Cops broke down his door because they couldn’t believe someone would survive and that it must be a setup. As they were waiting for the ambulance to arrive, one of the cops asked: “Why’d you shoot yourself?” Drew replied: “because I hate myself.”
Every time I read that last line, it takes my breath away.
Robinson was a high-level athlete. He was someone who appeared to have it all yet was tormented inside. The self-doubt and anxiety that consumed him is palpable in the ESPN piece describing his ordeal. We often think those who are gifted are immune, but often they’re gifted because of the doubt that has been driving them for years.
When I was a student at UF, I came home from class one day to towels strewn all over the apartment covered in blood. My roommate and his truck were missing but I had no idea where he had gone. Maybe five minutes after I got home, I got a call that he had driven himself to the hospital because he had been cutting himself and the bleeding had gotten out of control.
At that moment, I froze.
I had no idea what to do. When his father called to see whether I knew why he would have been depressed, I had no idea what to say. I was filled with feelings of guilt so intense that I don’t know how to start to describe them. I mean, how could I not have seen that coming?
One of the things that would have really helped me in that moment is if I had been able to read Drew Robinson’s story. After his suicide attempt, he went back to his apartment and walked his family through the 20 hours after he shot himself. He then told them they could ask him anything. The two questions in the story are both comforting and heartbreaking.
What could I have done?
Nothing, it was my responsibility, not yours.
How come I didn’t know?
Because I was good at hiding my sadness.
He is correct. Folks who are hurting that badly have gotten to that place because they are good at hiding it. But that doesn’t make it any easier. The guilt rips at you in a way that makes you doubt everything about yourself and shakes the foundations of your very identity.
So I’m going to pray for Kaleb Boateng’s family; that they’d be surrounded by people who love them and loved Kaleb, that they would find great joy in the memories that they have of him and that they would stand firm in the realization that the stories of his life and the impact he had on others will carry on.

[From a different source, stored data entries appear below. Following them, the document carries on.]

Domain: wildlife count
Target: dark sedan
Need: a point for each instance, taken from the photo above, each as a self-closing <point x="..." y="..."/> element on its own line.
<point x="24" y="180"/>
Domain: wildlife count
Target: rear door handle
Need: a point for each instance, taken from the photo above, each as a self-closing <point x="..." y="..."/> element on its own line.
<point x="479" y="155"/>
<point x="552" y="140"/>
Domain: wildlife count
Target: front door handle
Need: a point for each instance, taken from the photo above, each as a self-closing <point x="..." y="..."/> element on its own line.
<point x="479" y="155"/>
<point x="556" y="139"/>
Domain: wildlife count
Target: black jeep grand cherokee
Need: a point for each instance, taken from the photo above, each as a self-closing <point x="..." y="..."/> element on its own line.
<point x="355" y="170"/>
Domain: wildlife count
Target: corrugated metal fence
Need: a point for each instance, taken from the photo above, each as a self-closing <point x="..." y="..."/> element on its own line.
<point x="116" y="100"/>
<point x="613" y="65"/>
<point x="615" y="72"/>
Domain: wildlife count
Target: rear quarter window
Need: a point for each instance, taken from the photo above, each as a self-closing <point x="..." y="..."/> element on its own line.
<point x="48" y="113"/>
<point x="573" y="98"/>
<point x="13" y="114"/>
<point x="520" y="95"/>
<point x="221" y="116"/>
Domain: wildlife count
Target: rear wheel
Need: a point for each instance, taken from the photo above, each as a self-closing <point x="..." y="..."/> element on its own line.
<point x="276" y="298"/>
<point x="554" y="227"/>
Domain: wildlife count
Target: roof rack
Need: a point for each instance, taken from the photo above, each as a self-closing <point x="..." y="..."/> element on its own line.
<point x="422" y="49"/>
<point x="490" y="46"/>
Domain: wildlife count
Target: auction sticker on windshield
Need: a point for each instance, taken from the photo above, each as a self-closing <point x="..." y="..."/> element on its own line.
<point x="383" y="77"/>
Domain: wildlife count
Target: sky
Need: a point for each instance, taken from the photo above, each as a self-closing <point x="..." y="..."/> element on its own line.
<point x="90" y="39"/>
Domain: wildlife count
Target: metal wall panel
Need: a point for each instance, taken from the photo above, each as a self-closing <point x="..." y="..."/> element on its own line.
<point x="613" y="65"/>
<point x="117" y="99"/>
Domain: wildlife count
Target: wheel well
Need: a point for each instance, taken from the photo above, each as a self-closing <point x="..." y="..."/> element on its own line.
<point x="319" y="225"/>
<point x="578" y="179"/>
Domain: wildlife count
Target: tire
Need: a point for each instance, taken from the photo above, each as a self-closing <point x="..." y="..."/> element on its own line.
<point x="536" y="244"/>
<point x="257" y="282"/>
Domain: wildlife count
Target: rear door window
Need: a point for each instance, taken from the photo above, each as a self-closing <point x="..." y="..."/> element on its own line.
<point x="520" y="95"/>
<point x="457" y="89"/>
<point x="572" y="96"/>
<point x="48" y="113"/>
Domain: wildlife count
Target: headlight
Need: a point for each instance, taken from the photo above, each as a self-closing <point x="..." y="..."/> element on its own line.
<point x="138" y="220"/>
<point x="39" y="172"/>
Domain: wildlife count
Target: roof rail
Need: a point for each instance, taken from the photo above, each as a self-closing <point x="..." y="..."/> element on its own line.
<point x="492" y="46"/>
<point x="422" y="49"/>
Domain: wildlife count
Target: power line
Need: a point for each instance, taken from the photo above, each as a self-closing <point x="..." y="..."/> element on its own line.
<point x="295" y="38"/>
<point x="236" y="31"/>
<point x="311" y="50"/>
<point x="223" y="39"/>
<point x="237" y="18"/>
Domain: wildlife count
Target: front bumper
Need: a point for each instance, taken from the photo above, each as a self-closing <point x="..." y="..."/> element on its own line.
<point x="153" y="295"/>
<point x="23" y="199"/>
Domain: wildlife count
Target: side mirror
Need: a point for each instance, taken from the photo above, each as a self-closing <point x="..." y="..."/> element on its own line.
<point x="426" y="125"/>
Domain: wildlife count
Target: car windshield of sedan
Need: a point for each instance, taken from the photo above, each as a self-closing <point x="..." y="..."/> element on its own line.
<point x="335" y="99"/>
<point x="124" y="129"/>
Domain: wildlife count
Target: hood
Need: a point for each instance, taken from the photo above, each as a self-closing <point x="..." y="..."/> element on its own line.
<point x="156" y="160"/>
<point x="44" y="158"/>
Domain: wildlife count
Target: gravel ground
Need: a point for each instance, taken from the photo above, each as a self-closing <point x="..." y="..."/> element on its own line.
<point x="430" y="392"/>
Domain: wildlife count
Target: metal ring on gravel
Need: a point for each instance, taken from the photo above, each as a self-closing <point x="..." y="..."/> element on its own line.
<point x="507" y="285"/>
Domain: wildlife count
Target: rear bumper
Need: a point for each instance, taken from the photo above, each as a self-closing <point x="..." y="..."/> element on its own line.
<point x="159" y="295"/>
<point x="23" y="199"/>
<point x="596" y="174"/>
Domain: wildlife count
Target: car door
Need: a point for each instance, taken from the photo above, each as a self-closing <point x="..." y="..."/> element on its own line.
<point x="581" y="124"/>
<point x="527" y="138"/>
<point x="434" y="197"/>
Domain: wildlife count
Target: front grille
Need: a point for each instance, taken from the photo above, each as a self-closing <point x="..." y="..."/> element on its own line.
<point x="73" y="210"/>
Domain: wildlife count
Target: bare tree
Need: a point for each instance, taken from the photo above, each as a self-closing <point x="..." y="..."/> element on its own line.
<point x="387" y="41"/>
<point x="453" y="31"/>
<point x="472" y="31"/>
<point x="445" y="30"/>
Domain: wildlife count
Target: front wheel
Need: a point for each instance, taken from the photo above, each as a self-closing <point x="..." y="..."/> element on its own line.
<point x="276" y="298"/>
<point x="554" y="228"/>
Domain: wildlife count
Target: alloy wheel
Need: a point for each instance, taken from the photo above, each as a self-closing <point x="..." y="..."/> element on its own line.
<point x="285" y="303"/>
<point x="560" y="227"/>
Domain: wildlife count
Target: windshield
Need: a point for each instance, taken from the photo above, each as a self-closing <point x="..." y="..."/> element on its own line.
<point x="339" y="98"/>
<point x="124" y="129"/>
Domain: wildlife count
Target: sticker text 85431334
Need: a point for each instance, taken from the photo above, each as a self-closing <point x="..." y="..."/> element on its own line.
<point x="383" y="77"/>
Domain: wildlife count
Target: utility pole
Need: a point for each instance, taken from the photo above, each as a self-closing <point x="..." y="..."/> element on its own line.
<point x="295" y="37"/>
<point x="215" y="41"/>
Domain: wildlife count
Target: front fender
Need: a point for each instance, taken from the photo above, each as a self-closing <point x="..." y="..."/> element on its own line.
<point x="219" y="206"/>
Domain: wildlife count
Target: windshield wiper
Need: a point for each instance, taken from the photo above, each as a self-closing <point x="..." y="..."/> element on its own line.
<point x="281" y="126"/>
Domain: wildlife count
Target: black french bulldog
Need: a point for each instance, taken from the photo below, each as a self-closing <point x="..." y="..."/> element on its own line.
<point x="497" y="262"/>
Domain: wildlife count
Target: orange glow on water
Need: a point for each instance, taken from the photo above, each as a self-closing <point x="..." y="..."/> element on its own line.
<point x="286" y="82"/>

And I’m going to pray for Kaleb. That his soul is with God. That he knows how much those close to him cared about him. And that he is finally at peace.
RIP, Kaleb.
Editor’s note: If you are having thoughts of suicide, call or text 988 to reach the National Suicide Prevention Lifeline or go to SpeakingOfSuicide.com/resources for a list of additional resources.
Mark
You lost me at old man yelling at the clouds. How about young people demanding equity for nothing at all? I’m out
Will Miles
Not sure what equity has to do with it. The market dictates what someone’s services are worth. We can complain about it, or accept that the price is what it is or go without those services.